Using cryo-EM, I report the first structures of K4 in both apo and DNA-bound states, revealing that the active site is occluded by an orthopoxvirus-specific C-terminal extension of the PLD fold that is displaced upon DNA binding. Biochemical characterisation demonstrates that K4 functions as a DNA-specific endonuclease with a preference for single-stranded DNA and hairpin loops.

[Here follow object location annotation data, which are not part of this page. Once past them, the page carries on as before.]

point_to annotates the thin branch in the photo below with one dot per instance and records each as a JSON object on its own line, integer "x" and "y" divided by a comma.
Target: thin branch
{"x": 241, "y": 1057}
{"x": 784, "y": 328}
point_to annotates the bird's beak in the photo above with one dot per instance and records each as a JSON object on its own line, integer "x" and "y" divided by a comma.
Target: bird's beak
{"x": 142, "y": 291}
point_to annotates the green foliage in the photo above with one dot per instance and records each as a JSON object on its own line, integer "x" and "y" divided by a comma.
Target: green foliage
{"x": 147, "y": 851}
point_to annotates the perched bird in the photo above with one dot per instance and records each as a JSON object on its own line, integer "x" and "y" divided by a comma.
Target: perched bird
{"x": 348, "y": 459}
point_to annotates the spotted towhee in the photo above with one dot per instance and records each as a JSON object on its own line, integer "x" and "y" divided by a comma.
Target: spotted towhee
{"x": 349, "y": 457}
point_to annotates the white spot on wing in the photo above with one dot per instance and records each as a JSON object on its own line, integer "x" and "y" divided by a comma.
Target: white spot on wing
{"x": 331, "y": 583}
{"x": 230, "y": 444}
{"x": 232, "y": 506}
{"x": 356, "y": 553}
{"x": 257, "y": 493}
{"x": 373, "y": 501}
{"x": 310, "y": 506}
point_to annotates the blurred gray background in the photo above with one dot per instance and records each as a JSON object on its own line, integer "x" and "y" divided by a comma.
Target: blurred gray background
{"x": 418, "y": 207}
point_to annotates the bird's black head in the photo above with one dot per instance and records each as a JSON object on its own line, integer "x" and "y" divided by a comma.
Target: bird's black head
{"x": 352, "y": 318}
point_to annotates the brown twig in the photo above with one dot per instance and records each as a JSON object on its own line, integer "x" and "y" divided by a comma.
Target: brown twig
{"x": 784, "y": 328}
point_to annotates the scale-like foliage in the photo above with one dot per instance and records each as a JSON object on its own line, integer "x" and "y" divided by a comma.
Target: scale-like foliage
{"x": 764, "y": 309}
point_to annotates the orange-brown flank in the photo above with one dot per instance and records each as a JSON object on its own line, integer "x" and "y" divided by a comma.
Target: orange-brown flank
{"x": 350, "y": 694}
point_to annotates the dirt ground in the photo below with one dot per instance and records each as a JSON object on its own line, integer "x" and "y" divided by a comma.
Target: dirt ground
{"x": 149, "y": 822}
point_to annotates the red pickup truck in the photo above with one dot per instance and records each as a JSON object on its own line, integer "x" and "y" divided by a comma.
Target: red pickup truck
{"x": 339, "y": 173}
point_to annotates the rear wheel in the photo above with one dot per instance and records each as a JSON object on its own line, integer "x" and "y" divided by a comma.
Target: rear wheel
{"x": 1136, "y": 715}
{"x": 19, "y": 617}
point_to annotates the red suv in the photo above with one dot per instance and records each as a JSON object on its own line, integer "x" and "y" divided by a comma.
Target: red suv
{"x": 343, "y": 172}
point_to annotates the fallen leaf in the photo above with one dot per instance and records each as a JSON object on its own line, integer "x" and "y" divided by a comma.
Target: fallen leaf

I also report the first cryo-EM structure of I1 bound to DNA. I1 is known to bind to viral telomeres and is essential for virion maturation. Cryo-EM data showed the presence of dimers where the head domains 2 and 3 of I1 interact with the DNA duplex through electrostatic interactions, while the N-terminal domain predicted to be α-helical remains disordered. In solution, isolated I1 or I1 bound to DNA forms higher-order assemblies, predominantly tetramers, but also octamers.

Altogether, these findings substantially advance the molecular understanding of poxvirus biology, providing a foundation for future mechanistic studies and the rational development of antiviral strategies against emerging orthopoxvirus infections.